I don't specifically know what method Comcast uses but I'm sure other members do.


----------



## NashGuy (May 2, 2015)

EUner said:


> Can the TiVo Edge play 4k cable broadcasts?
> I am an Xfinity customer.


Unlike Verizon FiOS, Comcast does not offer any 4K content via QAM-based cable channels that the TiVo Edge can receive.

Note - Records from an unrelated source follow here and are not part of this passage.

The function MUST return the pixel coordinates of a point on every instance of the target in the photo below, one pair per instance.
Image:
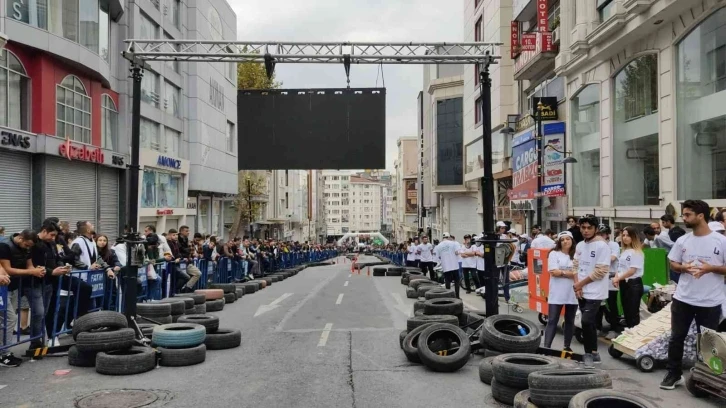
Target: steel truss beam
(312, 52)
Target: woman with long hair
(561, 294)
(630, 276)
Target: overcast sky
(355, 20)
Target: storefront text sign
(164, 161)
(81, 152)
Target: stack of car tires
(180, 344)
(214, 299)
(103, 340)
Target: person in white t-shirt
(700, 258)
(592, 262)
(630, 276)
(468, 264)
(448, 253)
(561, 295)
(425, 252)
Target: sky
(361, 21)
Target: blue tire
(179, 335)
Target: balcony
(531, 65)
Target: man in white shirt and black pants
(448, 253)
(592, 263)
(700, 259)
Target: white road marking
(324, 335)
(275, 304)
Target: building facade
(644, 81)
(188, 118)
(61, 146)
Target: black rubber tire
(178, 305)
(509, 340)
(503, 393)
(156, 319)
(440, 293)
(513, 369)
(411, 293)
(226, 287)
(99, 320)
(135, 360)
(197, 297)
(210, 323)
(188, 302)
(179, 335)
(215, 305)
(410, 344)
(417, 321)
(444, 306)
(557, 387)
(249, 287)
(485, 370)
(105, 340)
(422, 289)
(608, 398)
(521, 400)
(182, 357)
(78, 358)
(151, 309)
(224, 339)
(448, 363)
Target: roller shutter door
(15, 171)
(108, 193)
(70, 191)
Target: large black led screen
(312, 129)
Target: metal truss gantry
(312, 52)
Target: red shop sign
(529, 42)
(547, 45)
(81, 152)
(542, 16)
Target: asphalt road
(322, 338)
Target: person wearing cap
(592, 263)
(561, 295)
(448, 252)
(629, 278)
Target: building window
(585, 130)
(171, 12)
(13, 92)
(701, 119)
(172, 139)
(73, 110)
(449, 142)
(109, 124)
(477, 30)
(150, 89)
(635, 134)
(231, 138)
(149, 135)
(172, 98)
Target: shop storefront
(16, 148)
(163, 187)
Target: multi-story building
(643, 84)
(448, 201)
(405, 189)
(188, 118)
(62, 150)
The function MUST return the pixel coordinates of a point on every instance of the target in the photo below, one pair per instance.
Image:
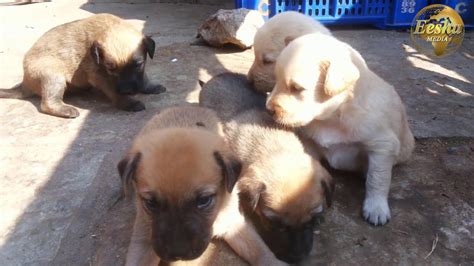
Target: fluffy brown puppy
(325, 87)
(284, 188)
(270, 40)
(183, 176)
(102, 51)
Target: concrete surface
(59, 189)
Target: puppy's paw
(67, 111)
(153, 88)
(376, 210)
(134, 106)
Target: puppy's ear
(97, 52)
(201, 83)
(149, 46)
(327, 183)
(230, 170)
(340, 75)
(127, 168)
(251, 190)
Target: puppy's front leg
(140, 251)
(377, 185)
(120, 101)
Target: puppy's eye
(204, 202)
(150, 204)
(267, 61)
(139, 64)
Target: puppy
(185, 116)
(324, 86)
(183, 176)
(102, 51)
(283, 188)
(270, 40)
(230, 94)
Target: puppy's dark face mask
(181, 225)
(290, 242)
(128, 77)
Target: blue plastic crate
(383, 13)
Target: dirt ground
(60, 192)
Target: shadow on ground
(76, 217)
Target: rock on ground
(236, 26)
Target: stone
(236, 26)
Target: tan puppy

Comcast definitively stated a couple years back that any 4K they offer would be IPTV-based. (And I don't think Comcast even offers 4K broadcasts in the format of linear channels at all that even their X1 boxes could record to DVR. I believe the limited 4K content they offer, such as sports, is accessed through a special X1 menu maybe.)


----------



## slowbiscuit (Sep 19, 2006)

Yeah no one's going to offer 4k over QAM at this point so any device that can stream 4k over IP via an app will work. Tivo won't, at least not with cable.


----------



## dianebrat (Jul 6, 2002)

slowbiscuit said:


> Yeah no one's going to offer 4k over QAM at this point so any device that can stream 4k over IP via an app will work. Tivo won't, at least not with cable.


That's a pretty definitive answer considering Verizon is doing it albeit on a limited basis for almost 2 years now, so it's not "no one" it's "almost no one"


----------



## terpfan1980 (Jan 28, 2002)

Even with Verizon, it's gotten to be pretty rare that they actually broadcast anything in 4K. It gets used for "special events" (mostly sporting events) and such, but otherwise it typically just has a message that nothing is being broadcast *at this time*.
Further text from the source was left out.